1. ROZPOCZĘCIE PROCESU FERMENTACJI

1. ROZPOCZĘCIE PROCESU FERMENTACJI
CEL ĆWICZENIA:
Przygotowanie mieszaniny fermentacyjnej do produkcji etanolu przez drożdże (Saccharomyces
cerevisiae). Końcowa objętość mieszaniny fermentacyjnej– 4,0 L
Źródło węgla – GLUKOZA CGLUKOZY = 10-14 %
Drożdże piekarnicze – 5g
PRZYGOTOWANIE
1. Rozpuścić odpowiednią naważkę glukozy w wodzie destylowanej.
2. Przenieść do butli i dokładnie wymieszać.
3. Pobrać ok. 8 mL próbki do oznaczania stężenia glukozy i pozostawić w szczelnie zamkniętej
probówce w temperaturze -20 °C do dalszych zajęć.
4. Następnie dodać drożdże poczekać aż spęcznieją i dobrze zamieszać butlą.
5. Butlę szczelnie zamknąć korkiem z rurką odprowadzającą CO2 i pozostawić na okres kilku
tygodni w temperaturze pokojowej.
2. OPRACOWANIE KRZYWYCH
KALIBRACYJNYCH NA GLUKOZĘ
Należy przygotować krzywe standardowe dla glukozy w pH podanym przez prowadzącego dla
testu z odczynnikiem DNS oraz odczynnikiem różowym. Wyznaczone krzywe będą
wykorzystywane w czasie laboratorium z obróbki wstępnej materiału lignocelulozowego oraz w
oznaczeniach stopnia konwersji glukozy w procesie fermentacji alkoholowej.

TEST DNS (analiza na obecność glukozy i innych cukrów redukujących)
Do 0,5 mL roztworu zawierającego glukozę o stężeniu 0,1 – 2,0 g/L dodać 1,5 mL odczynnika
DNS i próby wstawić na 5 min do 100 °C. Następnie próby ochłodzić, dodać 8 mL wody
destylowanej i po 25 min od wyciągnięcia z łaźni zmierzyć absorbancję przy 550 nm względem
próby kontrolnej. Do kontroli zamiast roztworu cukru dodaje się 0,5 mL wody, a następnie próbkę
tą traktuje się jak wszystkie pozostałe.

Oznaczanie stężenia glukozy testem enzymatycznym.
Zasada metody. Glukoza pod wpływem oksydazy glukozowej utlenia się do kwasu
glukonowego z wytworzeniem nadtlenku wodoru.
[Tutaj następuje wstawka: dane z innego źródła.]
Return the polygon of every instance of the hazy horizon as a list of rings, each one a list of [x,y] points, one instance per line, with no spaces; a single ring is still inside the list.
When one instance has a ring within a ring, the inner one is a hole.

Ten ostatni reaguje w obecności
peroksydazy z kwasem hydrobenzoesowym (HBA) i 4-aminoantypiryną (AAP) tworząc
czerwony barwnik chinonoiminę, którego intensywność zabarwienia mierzona przy długości
fali 500 nm jest wprost proporcjonalna do stężenia glukozy w próbce.
Glukoza + O2 + H2O Oksydaza glukozowa
H2O2 + HBA + AAP Peroksydaza
kwas glukonowy +H2O2
chinonoimina + 4 H2O
Odczynniki: Odczynnik I (składniki aktywne: oksydaza glukozowa, peroksydaza, AAP,
HBA, bufor fosforanowy), stabilizowany standard glukozy.
Z odpowiednio rozcieńczonej próbki pobrać 10 μl do 1 ml odczynnika zawierającego
oksydazę glukozową (Glukoza OXY DST, Alpha Diagnostics), inkubować przez 5 min w
37oC, a następnie mierzyć absorbancję przy długości fali 550 nm.